For over a decade, Ottawa has spent hundreds of millions of dollars sending military training teams to Niger. A Canadian program, Operation Naberius, saw dozens of Canadian trainers dispatched to the West African country every year to train the national army.

But no longer. Since the July 2023 coup, the Nigerien military has distanced itself from Western countries—increasingly viewed as inept security partners in the region—and deepened its collaboration with Russia. This despite the fact that the coup leaders had received Western training and participated in AFRICOM’s yearly Flintlock military exercises.

What have the Canadians in Niger been doing since the military coup? Due to the army’s secrecy, we don’t know.
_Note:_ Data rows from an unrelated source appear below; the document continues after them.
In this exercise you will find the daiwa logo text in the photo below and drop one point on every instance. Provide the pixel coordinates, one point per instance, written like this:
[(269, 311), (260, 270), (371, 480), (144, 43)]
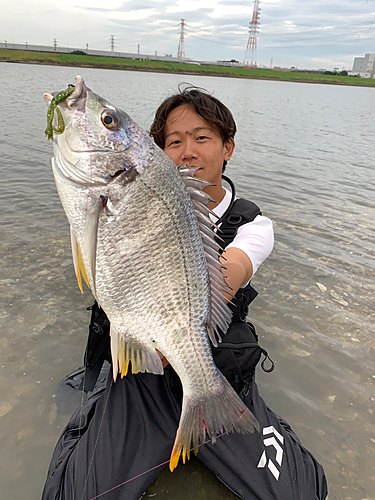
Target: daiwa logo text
[(272, 441)]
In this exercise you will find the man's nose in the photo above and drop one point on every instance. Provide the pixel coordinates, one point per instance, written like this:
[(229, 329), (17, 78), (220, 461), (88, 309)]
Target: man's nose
[(189, 152)]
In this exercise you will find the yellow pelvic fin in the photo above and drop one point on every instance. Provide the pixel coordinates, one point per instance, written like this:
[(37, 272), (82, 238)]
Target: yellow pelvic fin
[(79, 267)]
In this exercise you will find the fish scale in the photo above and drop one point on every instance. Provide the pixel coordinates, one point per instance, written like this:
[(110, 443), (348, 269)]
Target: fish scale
[(150, 257)]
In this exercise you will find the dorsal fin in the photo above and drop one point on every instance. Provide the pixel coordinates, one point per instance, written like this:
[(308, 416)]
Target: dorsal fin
[(220, 312)]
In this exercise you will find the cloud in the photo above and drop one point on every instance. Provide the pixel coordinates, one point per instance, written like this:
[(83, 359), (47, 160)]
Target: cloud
[(294, 32)]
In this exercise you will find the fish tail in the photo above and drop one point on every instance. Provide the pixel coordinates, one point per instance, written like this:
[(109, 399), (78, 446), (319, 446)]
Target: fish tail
[(223, 412)]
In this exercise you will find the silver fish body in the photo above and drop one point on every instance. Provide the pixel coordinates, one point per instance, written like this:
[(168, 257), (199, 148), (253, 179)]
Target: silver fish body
[(141, 238)]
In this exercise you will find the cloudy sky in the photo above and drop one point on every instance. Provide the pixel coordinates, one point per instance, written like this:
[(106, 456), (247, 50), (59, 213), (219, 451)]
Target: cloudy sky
[(301, 33)]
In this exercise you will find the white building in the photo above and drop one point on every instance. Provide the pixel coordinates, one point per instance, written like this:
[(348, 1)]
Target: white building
[(364, 66)]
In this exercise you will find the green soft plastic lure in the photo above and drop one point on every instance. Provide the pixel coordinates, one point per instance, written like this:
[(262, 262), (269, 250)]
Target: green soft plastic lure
[(57, 99)]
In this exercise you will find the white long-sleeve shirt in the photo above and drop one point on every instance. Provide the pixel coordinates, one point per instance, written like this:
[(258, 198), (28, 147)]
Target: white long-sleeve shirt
[(254, 238)]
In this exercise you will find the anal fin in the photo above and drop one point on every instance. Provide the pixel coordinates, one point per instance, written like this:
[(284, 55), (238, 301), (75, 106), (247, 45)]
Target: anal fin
[(141, 358)]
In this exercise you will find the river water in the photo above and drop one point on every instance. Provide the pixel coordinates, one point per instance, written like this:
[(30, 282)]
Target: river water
[(305, 155)]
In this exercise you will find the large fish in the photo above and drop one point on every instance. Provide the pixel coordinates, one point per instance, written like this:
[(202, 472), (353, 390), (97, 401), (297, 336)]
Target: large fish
[(142, 239)]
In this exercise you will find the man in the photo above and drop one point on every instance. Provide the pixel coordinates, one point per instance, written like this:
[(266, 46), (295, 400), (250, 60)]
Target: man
[(116, 444)]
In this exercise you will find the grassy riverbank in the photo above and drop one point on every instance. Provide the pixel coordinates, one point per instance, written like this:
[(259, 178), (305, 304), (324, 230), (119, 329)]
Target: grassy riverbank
[(25, 56)]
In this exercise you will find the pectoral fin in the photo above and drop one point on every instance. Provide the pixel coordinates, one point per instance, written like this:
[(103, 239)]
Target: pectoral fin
[(90, 240), (79, 267)]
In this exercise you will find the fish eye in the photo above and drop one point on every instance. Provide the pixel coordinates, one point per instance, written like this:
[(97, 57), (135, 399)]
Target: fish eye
[(109, 119)]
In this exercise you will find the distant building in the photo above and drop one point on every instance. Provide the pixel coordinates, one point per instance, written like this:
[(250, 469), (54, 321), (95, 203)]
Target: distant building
[(364, 66)]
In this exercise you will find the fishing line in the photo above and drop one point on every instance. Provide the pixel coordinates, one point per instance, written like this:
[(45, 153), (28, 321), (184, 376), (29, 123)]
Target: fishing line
[(150, 470)]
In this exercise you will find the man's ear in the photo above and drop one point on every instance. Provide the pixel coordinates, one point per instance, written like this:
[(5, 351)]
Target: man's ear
[(229, 148)]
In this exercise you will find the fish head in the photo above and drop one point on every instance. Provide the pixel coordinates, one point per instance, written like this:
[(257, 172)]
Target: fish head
[(99, 142)]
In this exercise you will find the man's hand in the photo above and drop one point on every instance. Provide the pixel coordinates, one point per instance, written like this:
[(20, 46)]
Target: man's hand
[(239, 269)]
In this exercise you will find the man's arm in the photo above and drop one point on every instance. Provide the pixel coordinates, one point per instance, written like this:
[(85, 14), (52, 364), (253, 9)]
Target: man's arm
[(238, 270)]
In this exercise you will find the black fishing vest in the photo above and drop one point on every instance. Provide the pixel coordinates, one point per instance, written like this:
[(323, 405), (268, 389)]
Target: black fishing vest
[(238, 354)]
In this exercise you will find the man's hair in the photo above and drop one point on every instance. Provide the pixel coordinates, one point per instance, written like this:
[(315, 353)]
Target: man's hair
[(214, 112)]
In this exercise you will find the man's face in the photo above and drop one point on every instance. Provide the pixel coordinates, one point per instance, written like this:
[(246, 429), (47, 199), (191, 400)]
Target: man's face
[(190, 139)]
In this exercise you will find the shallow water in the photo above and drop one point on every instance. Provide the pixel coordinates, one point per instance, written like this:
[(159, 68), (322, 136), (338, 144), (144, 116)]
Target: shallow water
[(304, 154)]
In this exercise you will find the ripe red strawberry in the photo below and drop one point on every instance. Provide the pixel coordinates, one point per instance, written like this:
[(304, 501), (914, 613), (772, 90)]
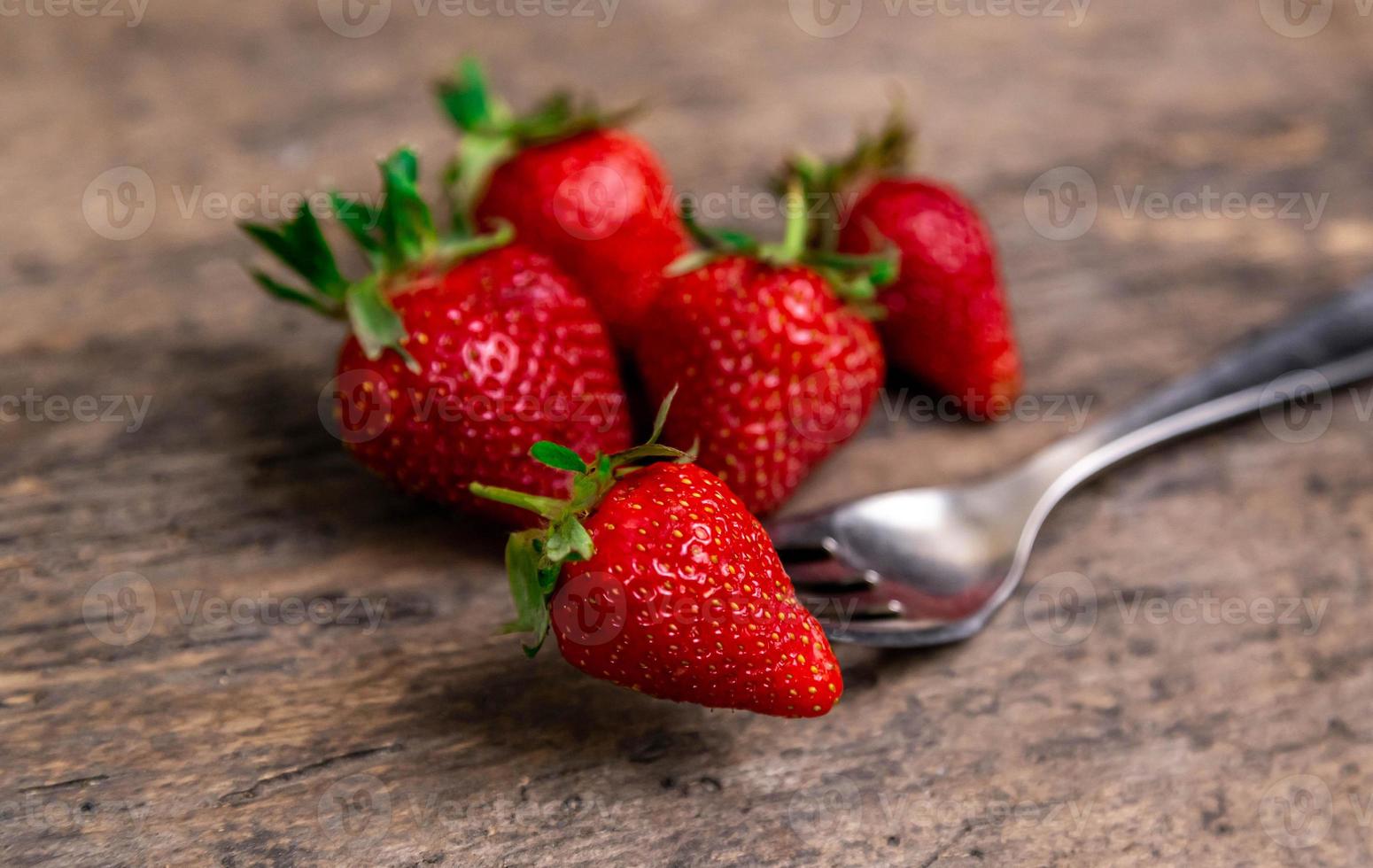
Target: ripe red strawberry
[(659, 580), (464, 351), (573, 186), (774, 369), (946, 317)]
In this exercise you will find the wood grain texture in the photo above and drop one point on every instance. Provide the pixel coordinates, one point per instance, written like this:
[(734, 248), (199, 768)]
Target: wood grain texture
[(423, 740)]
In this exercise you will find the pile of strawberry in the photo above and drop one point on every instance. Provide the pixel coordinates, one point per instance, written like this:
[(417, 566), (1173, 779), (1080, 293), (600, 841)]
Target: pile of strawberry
[(484, 369)]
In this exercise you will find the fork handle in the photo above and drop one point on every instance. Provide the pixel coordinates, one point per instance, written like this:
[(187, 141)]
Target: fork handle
[(1302, 360)]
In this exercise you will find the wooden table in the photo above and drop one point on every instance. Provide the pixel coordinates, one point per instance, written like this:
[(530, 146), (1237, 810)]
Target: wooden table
[(259, 735)]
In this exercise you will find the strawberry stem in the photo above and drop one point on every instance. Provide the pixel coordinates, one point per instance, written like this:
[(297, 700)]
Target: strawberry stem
[(397, 238), (493, 132), (536, 558)]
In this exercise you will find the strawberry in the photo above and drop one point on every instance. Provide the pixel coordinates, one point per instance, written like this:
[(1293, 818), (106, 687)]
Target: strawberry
[(464, 351), (774, 368), (946, 317), (574, 186), (656, 577)]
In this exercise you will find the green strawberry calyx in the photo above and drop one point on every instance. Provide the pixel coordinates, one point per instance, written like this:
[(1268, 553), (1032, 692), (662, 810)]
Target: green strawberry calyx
[(880, 154), (536, 558), (856, 279), (492, 132), (399, 239)]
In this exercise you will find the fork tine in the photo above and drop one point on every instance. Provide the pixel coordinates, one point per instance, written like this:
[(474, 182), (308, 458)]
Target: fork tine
[(826, 574), (843, 608), (806, 533)]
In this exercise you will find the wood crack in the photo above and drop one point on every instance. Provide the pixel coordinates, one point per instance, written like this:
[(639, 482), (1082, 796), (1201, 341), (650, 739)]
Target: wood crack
[(264, 785)]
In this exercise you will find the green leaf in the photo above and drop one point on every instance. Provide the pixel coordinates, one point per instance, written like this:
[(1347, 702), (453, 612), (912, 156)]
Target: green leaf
[(466, 97), (291, 294), (469, 174), (527, 591), (375, 322), (548, 507), (360, 220), (558, 456), (301, 246), (406, 221), (689, 261), (457, 249), (662, 416), (566, 539)]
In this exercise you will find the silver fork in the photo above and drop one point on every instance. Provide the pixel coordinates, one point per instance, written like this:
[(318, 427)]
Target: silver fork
[(933, 565)]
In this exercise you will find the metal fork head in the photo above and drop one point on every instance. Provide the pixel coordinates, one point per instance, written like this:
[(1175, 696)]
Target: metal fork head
[(915, 568)]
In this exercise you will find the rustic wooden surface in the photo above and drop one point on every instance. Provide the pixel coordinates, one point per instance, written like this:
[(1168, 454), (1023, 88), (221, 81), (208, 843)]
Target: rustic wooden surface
[(427, 740)]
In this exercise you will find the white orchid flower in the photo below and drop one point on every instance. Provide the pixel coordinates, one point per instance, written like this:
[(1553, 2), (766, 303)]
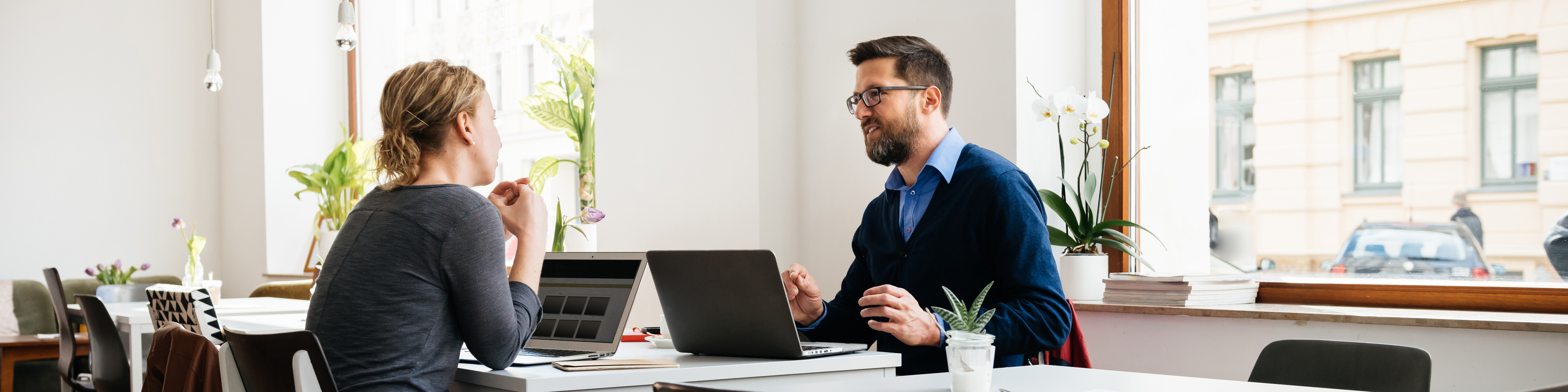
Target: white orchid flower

All we know is that, as with Iraq, Canadian soldiers have no plans to leave.

As Scott Taylor says: “[The assassination of al-Jawari] simply makes no sense, which is why Canada should cut our losses and end Operation IMPACT in Iraq ASAP. While we’re at it, we should bring home those trainers in Niger instead of looking for more mischief to be stirred up in that region of Africa.”

The Iraqi and Nigerien governments’ resistance to Western training shows the failure of the US-led missions there, of which Canada is a part.

Moreover, these news stories put the spotlight on Canadian troops abroad.

The fact that Canada has soldiers stationed overseas almost never comes up in domestic political discourse. It is rarely covered in Canadian media. It isn’t a topic at debates. No major political party runs on bringing Canadian soldiers home.

Canadians should start asking why that is.

Owen Schalk is a writer from rural Manitoba. He is the author of Canada in Afghanistan: A story of military, diplomatic, political and media failure, 2003-2023.